Lori, I found our blog through another blog (Story of Audrey Caroline). I read your most recent comment and wanted to pop over and say hi. My husband and I were without children for many years, had several miscarriages and now have two beautiful girls from Russia. They have changed our lives. We will be praying for you and checking in to your journey. It seems like forever while you are waiting but God is faithful! If you ever want to ask questions or chat you can check out our blog - my email is there.
Blessings!
Okay - I just read a few more blog entries and realized you have been to Ukraine. We were there last year for a month and we are going back for 3 months (maybe longer) in September. I would love to hear about your time there. I have a few videos of Ukrainian orphanages on our blog you might enjoy.

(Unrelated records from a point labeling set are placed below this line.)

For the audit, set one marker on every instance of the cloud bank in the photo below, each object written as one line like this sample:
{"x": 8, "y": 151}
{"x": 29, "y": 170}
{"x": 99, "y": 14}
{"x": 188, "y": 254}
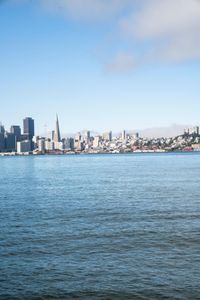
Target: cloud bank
{"x": 167, "y": 31}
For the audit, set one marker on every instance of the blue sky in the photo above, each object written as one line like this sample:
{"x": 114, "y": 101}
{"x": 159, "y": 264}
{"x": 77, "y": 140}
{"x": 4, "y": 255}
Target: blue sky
{"x": 101, "y": 66}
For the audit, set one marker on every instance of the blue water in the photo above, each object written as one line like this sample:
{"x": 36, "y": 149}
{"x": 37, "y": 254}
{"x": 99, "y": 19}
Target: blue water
{"x": 100, "y": 227}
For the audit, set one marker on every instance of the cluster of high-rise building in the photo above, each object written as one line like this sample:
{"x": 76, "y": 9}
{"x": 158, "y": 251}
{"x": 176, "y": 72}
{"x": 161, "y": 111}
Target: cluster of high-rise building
{"x": 15, "y": 140}
{"x": 23, "y": 142}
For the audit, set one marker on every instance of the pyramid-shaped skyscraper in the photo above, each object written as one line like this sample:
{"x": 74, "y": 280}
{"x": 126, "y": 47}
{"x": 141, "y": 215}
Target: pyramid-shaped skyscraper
{"x": 57, "y": 137}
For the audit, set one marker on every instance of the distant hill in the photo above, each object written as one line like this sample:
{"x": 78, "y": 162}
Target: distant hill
{"x": 170, "y": 131}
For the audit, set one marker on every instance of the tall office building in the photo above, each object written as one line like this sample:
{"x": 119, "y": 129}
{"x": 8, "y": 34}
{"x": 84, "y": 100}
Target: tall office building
{"x": 10, "y": 142}
{"x": 2, "y": 129}
{"x": 2, "y": 142}
{"x": 29, "y": 129}
{"x": 57, "y": 137}
{"x": 123, "y": 135}
{"x": 16, "y": 130}
{"x": 107, "y": 136}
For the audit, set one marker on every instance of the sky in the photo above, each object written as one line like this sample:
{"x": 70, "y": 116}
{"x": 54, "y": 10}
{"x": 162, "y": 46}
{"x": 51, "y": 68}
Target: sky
{"x": 100, "y": 64}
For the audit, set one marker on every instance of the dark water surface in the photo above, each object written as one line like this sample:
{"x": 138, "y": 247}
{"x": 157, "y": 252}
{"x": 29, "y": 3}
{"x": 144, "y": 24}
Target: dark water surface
{"x": 100, "y": 227}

I love to read what these ladies are able to share and to know that "strangers" won't be strangers for long when they are willing to remember their pain to encourage you through this journey. When we talked on Friday, I wondered if you believe there will be a happy ending to this story. In struggling with balance I see that the risk of hope can stand in the way...and that voices may tell you that this (whatever path you imagine) isn't going to happen for you. I KNOW there is risk in hoping, there is fear of more hurt, but if you hadn't been open to risk/hurt before you wouldn't have woke up next to your precious husband this morning. We both know there is no love that is guaranteed except that from the LORD. Trust HIM, but remember that even if you risk and the outcome isn't what you had hoped, HE is still on the throne....and if the outcome IS positive, you will spend the rest of your life thankful that God gave you the strength to be this happy. You are a precious child of God...and you are harder on yourself than anyone I know. I see so much in you! Remember Aaron's wise words...FEAR NOTHING BUT THE LORD. Thank you for encouraging all of us and writing with such honesty. My life is so much better with you in it:-)
Hi Lori,
Ditto Amy's comment. Praying for you that God gives you courage and hope. That God will grant your requests for children. I know from experience when I was struggling with infertility that there were times I didn't think it would ever work out for me and I didn't dare dream of future children because the heartache was too much. But I couldn't dare not to hope and dream either or else I would suffocate in my hurting. I was truly missing something I didn't have yet. So I so relate to that feeling. And it was so hard to relate that to my husband and family and friends.
Love you girl,
Liesl
P.S. Glad you finished your profile. I bet it's fantastic! Also, I still haven't received a request for a referral letter.